Le [Localité 2] MUTUEL s’y oppose considérant qu’aucun accord n’est jamais intervenu, que l’échéancier n’est pas susceptible d’être accepté compte tenu de l’ancienneté de la dette, de son montant et de la faiblesse des mensualités proposées ne permettant pas de recouvrer l’intégralité de la dette avant plus de 20 ans.
L’octroi de délais de paiement est réservé au débiteur malheureux et de bonne foi auquel Monsieur [Z] [T] ne saurait être assimilé eu égard aux précédents développements et en l’absence d’élément permettant d’apprécier la réalité de sa situation.
Au surplus, il a déjà bénéficié de larges délais de paiements tenant à l’ancienneté de la dette et la proposition d’échéancier ne permet pas d’envisager un apurement dans un délai raisonnable.
Dans ces conditions, la demande de Monsieur [Z] [T] d’aménagement de sa dette sera rejetée et la saisie de ses rémunérations sera autorisée.
Sur les dépens, les frais irrépétibles et l’exécution provisoire
Les dépens seront mis à la charge de Monsieur [Z] [T], qui succombe à la présente instance.
Par ailleurs, il serait inéquitable de laisser à la CAISSE DE [Localité 2] MUTUEL SOISY-MONMORENCY la charge de la totalité des frais qu’elle a dû exposer pour faire valoir ses droits et qui ne sont pas compris dans les dépens.

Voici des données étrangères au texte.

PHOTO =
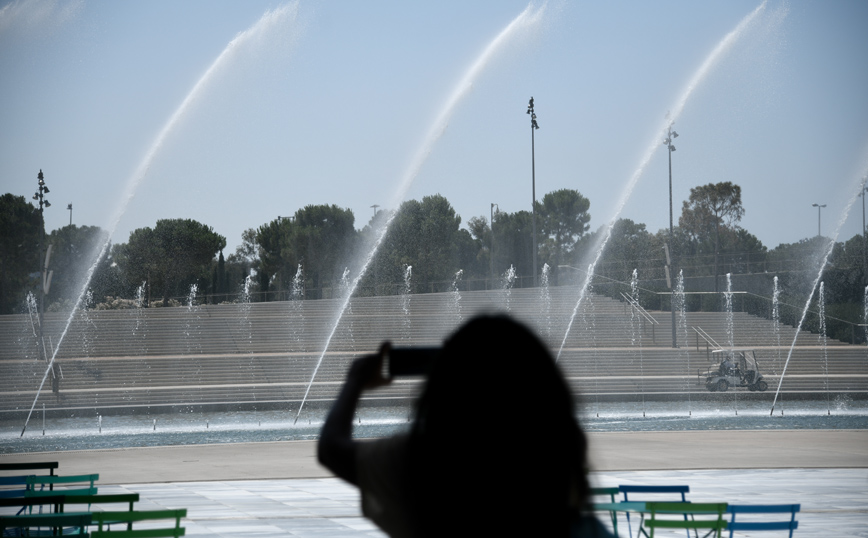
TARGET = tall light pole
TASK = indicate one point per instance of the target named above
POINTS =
(491, 251)
(669, 135)
(39, 196)
(819, 212)
(533, 127)
(862, 192)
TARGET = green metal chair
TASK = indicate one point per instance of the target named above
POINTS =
(71, 523)
(658, 509)
(36, 485)
(104, 519)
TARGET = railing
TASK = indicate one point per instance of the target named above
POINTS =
(700, 333)
(643, 314)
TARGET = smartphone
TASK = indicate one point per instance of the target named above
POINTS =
(410, 361)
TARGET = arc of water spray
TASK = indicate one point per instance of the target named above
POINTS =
(525, 20)
(271, 19)
(719, 51)
(826, 255)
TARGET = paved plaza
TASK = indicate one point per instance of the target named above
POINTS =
(278, 489)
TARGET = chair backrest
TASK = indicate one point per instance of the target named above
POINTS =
(789, 524)
(658, 491)
(611, 492)
(21, 466)
(103, 519)
(61, 524)
(653, 493)
(664, 509)
(41, 480)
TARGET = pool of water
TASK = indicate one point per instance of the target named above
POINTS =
(187, 428)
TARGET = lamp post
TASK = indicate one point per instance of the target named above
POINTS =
(862, 192)
(491, 250)
(533, 127)
(819, 212)
(669, 135)
(39, 196)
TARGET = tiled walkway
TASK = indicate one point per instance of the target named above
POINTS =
(834, 501)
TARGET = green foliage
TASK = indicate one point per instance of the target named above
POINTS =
(563, 219)
(319, 237)
(427, 236)
(513, 242)
(21, 232)
(710, 208)
(172, 256)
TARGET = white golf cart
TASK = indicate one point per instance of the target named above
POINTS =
(733, 368)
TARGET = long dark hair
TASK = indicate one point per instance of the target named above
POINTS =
(495, 441)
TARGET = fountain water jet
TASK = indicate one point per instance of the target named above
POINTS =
(821, 307)
(507, 281)
(823, 262)
(525, 21)
(405, 299)
(546, 301)
(271, 21)
(456, 296)
(724, 46)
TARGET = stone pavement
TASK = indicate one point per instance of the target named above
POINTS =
(278, 489)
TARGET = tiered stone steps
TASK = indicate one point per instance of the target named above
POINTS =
(265, 354)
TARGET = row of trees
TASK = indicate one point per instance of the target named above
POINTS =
(426, 234)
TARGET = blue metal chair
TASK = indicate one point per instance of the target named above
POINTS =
(780, 525)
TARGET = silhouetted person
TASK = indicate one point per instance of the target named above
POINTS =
(495, 449)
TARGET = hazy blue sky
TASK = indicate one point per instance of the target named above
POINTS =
(328, 102)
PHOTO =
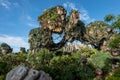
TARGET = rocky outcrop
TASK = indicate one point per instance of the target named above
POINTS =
(5, 48)
(55, 21)
(23, 73)
(97, 33)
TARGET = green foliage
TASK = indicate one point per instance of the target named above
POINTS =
(115, 75)
(22, 50)
(2, 77)
(99, 59)
(87, 51)
(115, 43)
(40, 60)
(14, 59)
(5, 46)
(4, 68)
(109, 17)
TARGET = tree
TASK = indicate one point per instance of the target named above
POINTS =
(97, 33)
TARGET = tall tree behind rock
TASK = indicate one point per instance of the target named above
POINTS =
(5, 48)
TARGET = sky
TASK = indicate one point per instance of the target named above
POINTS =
(18, 17)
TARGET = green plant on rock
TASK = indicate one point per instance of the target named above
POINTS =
(98, 59)
(114, 76)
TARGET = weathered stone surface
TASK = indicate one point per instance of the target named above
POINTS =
(23, 73)
(32, 75)
(53, 18)
(97, 33)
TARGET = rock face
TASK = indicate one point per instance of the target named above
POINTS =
(23, 73)
(97, 33)
(53, 19)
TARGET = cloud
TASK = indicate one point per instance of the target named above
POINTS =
(6, 4)
(70, 5)
(14, 41)
(29, 21)
(84, 16)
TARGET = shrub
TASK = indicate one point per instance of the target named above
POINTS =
(99, 59)
(114, 76)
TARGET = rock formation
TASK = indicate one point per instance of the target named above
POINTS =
(5, 48)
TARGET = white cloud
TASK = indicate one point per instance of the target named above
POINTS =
(84, 16)
(6, 4)
(29, 21)
(14, 41)
(70, 5)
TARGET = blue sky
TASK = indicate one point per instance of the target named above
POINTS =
(18, 17)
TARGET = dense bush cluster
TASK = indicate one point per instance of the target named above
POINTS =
(61, 67)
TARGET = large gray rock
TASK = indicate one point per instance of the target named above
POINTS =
(23, 73)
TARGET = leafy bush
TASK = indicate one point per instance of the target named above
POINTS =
(99, 59)
(115, 75)
(62, 67)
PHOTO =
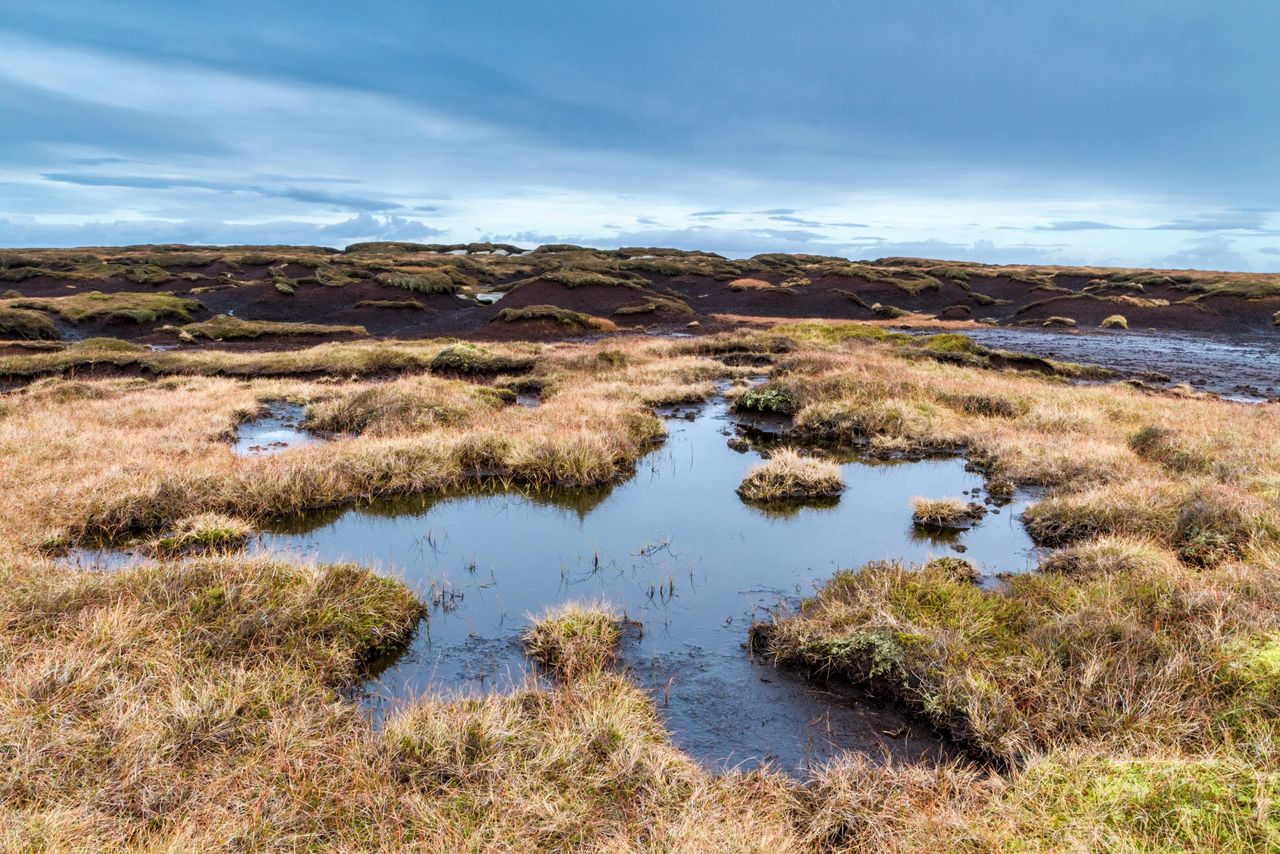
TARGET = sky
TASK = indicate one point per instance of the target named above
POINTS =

En conséquence, Monsieur [Z] [T] sera condamné à lui payer la somme de 1.000 euros au titre des dispositions de l’article 700 du code de procédure civile.

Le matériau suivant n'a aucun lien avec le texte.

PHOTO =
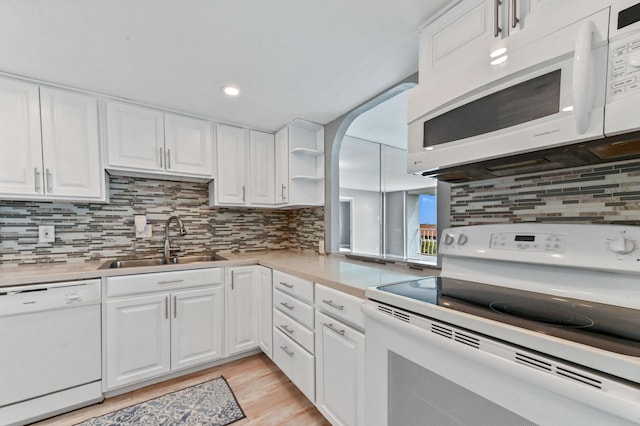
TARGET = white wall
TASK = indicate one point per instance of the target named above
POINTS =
(366, 221)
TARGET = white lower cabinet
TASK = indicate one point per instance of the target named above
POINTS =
(242, 302)
(293, 350)
(161, 322)
(295, 362)
(339, 371)
(196, 327)
(266, 311)
(138, 339)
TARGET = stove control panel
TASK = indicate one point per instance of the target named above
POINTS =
(554, 243)
(588, 246)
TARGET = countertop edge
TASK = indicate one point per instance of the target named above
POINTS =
(46, 273)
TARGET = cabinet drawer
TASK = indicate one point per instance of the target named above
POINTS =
(161, 281)
(298, 287)
(295, 362)
(340, 305)
(296, 309)
(293, 329)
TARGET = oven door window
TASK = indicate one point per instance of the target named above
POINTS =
(521, 103)
(416, 393)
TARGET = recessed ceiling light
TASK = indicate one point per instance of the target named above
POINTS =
(500, 60)
(498, 52)
(231, 91)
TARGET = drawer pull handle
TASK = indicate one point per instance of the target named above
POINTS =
(166, 307)
(287, 329)
(170, 282)
(333, 305)
(286, 350)
(286, 305)
(332, 328)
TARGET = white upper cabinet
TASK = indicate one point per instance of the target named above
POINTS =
(135, 137)
(20, 140)
(261, 168)
(189, 144)
(50, 144)
(282, 166)
(70, 145)
(231, 173)
(303, 162)
(245, 168)
(142, 139)
(477, 42)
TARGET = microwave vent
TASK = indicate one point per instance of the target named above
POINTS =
(617, 150)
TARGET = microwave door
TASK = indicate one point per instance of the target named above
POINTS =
(542, 104)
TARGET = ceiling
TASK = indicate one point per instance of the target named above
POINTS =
(385, 123)
(290, 58)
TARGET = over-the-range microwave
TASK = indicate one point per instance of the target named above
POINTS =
(574, 99)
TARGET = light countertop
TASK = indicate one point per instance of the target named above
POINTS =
(335, 271)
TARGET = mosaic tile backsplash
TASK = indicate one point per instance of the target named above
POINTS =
(85, 232)
(599, 194)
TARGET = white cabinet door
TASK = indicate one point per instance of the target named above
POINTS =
(266, 311)
(231, 181)
(196, 326)
(188, 144)
(282, 166)
(137, 339)
(242, 295)
(261, 168)
(20, 141)
(339, 372)
(70, 145)
(135, 137)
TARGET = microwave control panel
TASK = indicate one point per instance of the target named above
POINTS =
(624, 50)
(624, 66)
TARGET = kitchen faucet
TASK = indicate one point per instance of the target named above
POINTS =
(167, 245)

Il est rappelé qu’en vertu de l’article R. 121-21 du code des procédures civiles d’exécution, les décisions du juge de l’exécution bénéficient de l’exécution provisoire de droit.
En outre, en application de l’article R. 212-1-9 du même code, cette décision est exécutoire au seul vu de la minute.
PAR CES MOTIFS
Le juge de l’exécution, statuant publiquement, par jugement contradictoire, en premier ressort et mis à disposition au greffe de la juridiction,
Déclare irrecevable la demande de Monsieur [Z] [T] d’aménagement de sa dette résultant de l’arrêt de la cour d’appel de [Localité 5] du 13 septembre 2018 ;
Rejette la demande de Monsieur [Z] [T] tendant à l’affectation des sommes réglées au principal de sa créance avec effet rétroactif au 10 juillet 2023 ;
Rejette la demande de Monsieur [Z] [T] d’exonération des intérêts, pénalités et majorations dues avec rétroactivité à la date de la décision ;
Constate que la CAISSE DE [Localité 2] MUTUEL SOISY-MONMORENCY justifie d’une créance de 53.575,24 euros selon décompte arrêté au 6 juin 2025 en vertu du jugement du tribunal de grande instance de Caen du 5 décembre 2017 ;
Autorise la CAISSE DE [Localité 2] MUTUEL [Localité 7] à saisir les rémunérations de Monsieur [Z] [T] perçues de AG2R AGIRC-ARRCO, n° SIRET 77568291701526, [Adresse 3] et de la CARSAT NORMANDIE, n° SIRET 77570175800218, [Adresse 4] ;
Condamne Monsieur [Z] [T] à payer à la CAISSE DE [Localité 2] MUTUEL SOISY-[Localité 6] la somme de 1.000 euros au titre des dispositions de l’article 700 du code de procédure civile ;
Condamne Monsieur [Z] [T] aux dépens ;
Rappelle que la présente décision est exécutoire au seul vu de la minute et bénéficie de l’exécution provisoire de droit dès sa notification.
La présente décision a été signée par Laurène POTERLOT, et par S. LEFRANC, Greffier, présente lors de la mise à disposition au greffe.